Easy Vegan Lemon Lentil Soup Recipe

Equipment You’ll Need

  • Large pot – perfect for cooking the lentils and veggies evenly without spilling.
  • Wooden spoon – great for stirring without scratching your pot’s surface.
  • Knife and cutting board – to chop your onions, carrots, and greens safely and easily.
  • Citrus juicer or reamer – helps you get the most juice out of your lemons without seeds.

Flavor Variations & Add-Ins

  • Add chopped fresh ginger when sautéing garlic for a warm, spicy kick.
  • Swap kale for Swiss chard or baby spinach for a milder, sweeter green.
  • Stir in a pinch of smoked paprika or chili flakes for some smoky heat.
  • Mix in diced potatoes or sweet potatoes for extra heartiness.

How to Make Vegan Lemon Lentil Soup

Ingredients You’ll Need:

  • 1 cup dried green or yellow lentils, rinsed
  • 1 medium onion, finely chopped
  • 2 medium carrots, sliced
  • 3 garlic cloves, minced
  • 1 tablespoon olive oil
  • 1 teaspoon ground turmeric
  • 1 teaspoon ground cumin
  • ½ teaspoon ground coriander (optional)
  • 6 cups vegetable broth or water
  • Juice of 1 large lemon (about 3 tablespoons)
  • 2 cups fresh spinach or kale, chopped
  • Salt and pepper to taste
  • Fresh dill for garnish
  • Lemon slices for garnish

How Much Time Will You Need?

This soup takes about 10 minutes to prep your ingredients, then around 30 minutes to cook. All in all, plan for about 40 minutes from start to finish, making it a quick, warming meal you can enjoy any day.

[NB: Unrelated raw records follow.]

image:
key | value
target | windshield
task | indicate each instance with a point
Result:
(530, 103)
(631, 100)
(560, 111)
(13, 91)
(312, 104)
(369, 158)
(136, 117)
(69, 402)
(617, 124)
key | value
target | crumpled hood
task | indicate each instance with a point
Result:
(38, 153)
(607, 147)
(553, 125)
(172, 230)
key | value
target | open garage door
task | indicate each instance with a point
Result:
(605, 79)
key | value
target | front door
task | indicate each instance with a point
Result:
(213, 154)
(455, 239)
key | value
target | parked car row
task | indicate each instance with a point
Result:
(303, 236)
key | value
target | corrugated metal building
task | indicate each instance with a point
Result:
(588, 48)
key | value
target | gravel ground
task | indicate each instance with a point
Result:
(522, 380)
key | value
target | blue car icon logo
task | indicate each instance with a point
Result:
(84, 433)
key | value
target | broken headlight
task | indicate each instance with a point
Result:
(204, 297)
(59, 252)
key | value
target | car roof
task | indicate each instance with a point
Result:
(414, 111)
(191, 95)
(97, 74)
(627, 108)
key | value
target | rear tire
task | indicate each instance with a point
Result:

Step-by-Step Instructions:

1. Sauté the Aromatics:

Start by heating 1 tablespoon of olive oil in a large pot over medium heat. Add the chopped onion and cook, stirring occasionally, until it becomes soft and translucent, about 5 minutes. Then stir in the minced garlic along with the turmeric, cumin, and optional coriander. Cook for about 1 minute until you can smell the spices.

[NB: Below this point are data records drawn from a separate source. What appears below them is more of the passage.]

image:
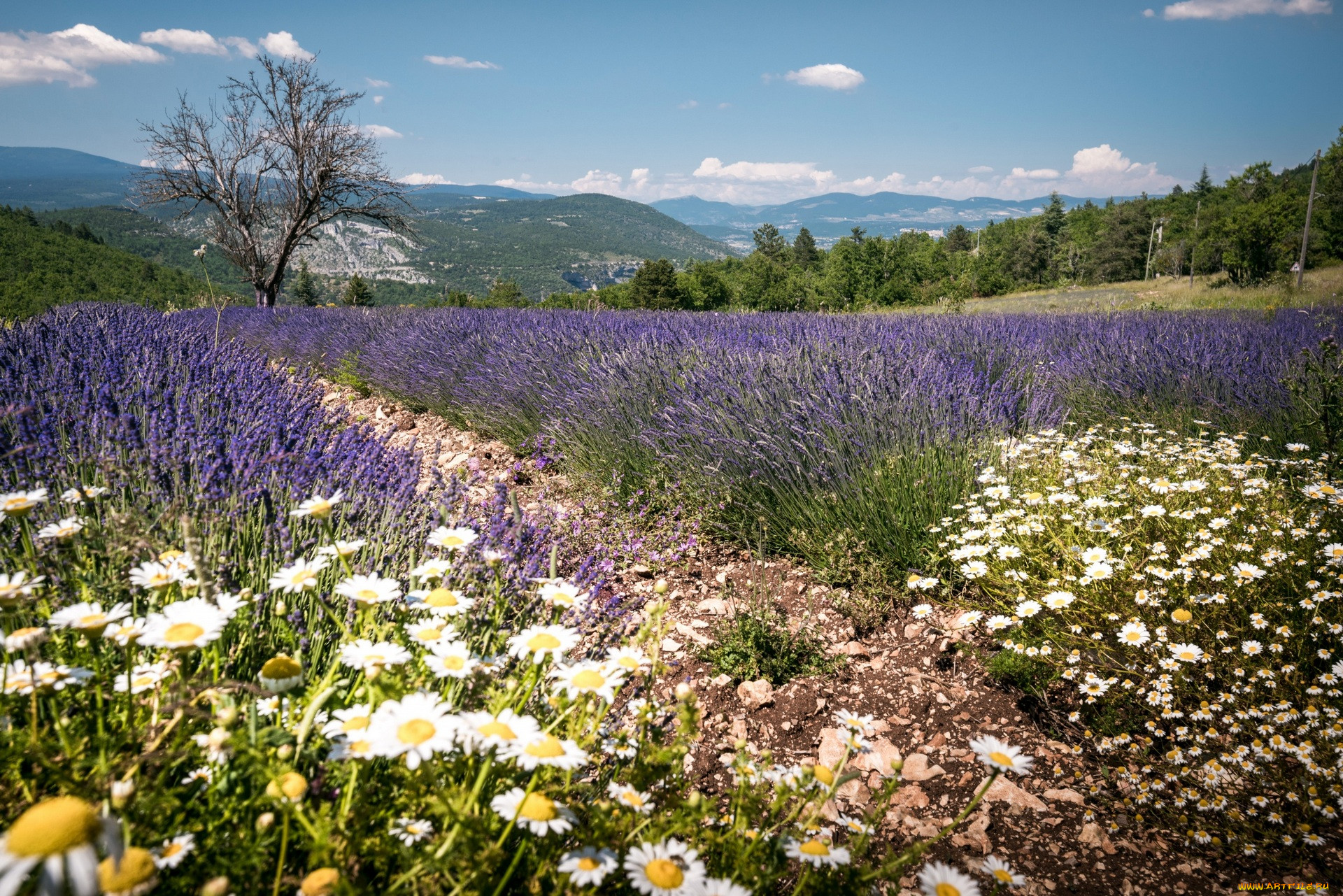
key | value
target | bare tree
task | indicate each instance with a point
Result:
(273, 166)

2. Add Lentils and Vegetables:

Mix in the sliced carrots and rinsed lentils. Stir everything so the spices evenly coat the veggies and lentils.

3. Simmer the Soup:

Pour in the 6 cups of vegetable broth or water and bring the soup to a boil. Once boiling, reduce the heat to low and let it simmer uncovered for 25 to 30 minutes, or until the lentils and carrots turn tender.

4. Finish with Lemon and Greens:

Stir in the fresh lemon juice and chopped spinach or kale. Cook for another 3 to 5 minutes until the greens wilt. Then season with salt and pepper to your liking.

5. Serve and Garnish:

Ladle the hot soup into bowls. Garnish with fresh dill and lemon slices for a beautiful, fresh touch. Serve warm, ideally with some crusty bread on the side for dipping.

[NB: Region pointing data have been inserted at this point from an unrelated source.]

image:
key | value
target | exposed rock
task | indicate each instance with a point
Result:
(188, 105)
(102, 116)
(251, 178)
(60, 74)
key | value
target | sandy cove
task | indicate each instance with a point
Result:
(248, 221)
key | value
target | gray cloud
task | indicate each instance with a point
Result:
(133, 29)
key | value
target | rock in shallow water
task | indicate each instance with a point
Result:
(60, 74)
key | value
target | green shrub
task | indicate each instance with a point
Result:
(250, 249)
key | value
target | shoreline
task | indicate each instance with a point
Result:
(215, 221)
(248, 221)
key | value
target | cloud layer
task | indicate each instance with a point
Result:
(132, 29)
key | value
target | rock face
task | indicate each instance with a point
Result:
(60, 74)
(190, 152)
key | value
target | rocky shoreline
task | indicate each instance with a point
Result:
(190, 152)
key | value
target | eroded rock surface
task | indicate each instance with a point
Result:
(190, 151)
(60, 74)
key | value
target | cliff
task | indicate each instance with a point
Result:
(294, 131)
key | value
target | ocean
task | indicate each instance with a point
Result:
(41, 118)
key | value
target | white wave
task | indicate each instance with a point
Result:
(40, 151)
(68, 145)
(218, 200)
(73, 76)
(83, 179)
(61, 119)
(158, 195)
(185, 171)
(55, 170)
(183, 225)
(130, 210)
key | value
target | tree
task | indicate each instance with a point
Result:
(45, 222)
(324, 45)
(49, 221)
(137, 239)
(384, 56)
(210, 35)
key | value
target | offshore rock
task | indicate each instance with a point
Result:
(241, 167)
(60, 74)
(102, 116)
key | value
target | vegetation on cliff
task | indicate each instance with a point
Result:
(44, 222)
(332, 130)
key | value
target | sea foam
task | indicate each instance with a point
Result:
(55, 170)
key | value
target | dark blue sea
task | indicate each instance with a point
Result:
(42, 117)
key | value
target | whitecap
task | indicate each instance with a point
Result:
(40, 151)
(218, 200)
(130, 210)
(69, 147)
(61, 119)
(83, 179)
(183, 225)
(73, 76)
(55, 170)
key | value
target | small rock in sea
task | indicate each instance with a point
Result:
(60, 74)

Can I Use Red Lentils Instead of Green or Yellow Lentils?

Yes! Red lentils cook faster and tend to become softer and more mushy, which can create a creamier texture. Just reduce the simmering time to about 15-20 minutes and keep an eye on them.

How Should I Store and Reheat Leftovers?

Store leftovers in an airtight container in the fridge for up to 4 days. Reheat gently on the stove over low heat, adding a splash of water or broth if the soup has thickened too much.

Can I Freeze Vegan Lemon Lentil Soup?

Absolutely! Allow the soup to cool completely, then store it in freezer-safe containers. It freezes well for up to 3 months. Thaw overnight in the fridge before reheating.

Can I Make This Soup in a Slow Cooker?

Yes! Sauté the onions and garlic first, then add all ingredients except the lemon juice and greens to your slow cooker. Cook on low for 6-8 hours or on high for 3-4 hours. Add lemon juice and greens during the last 15 minutes of cooking.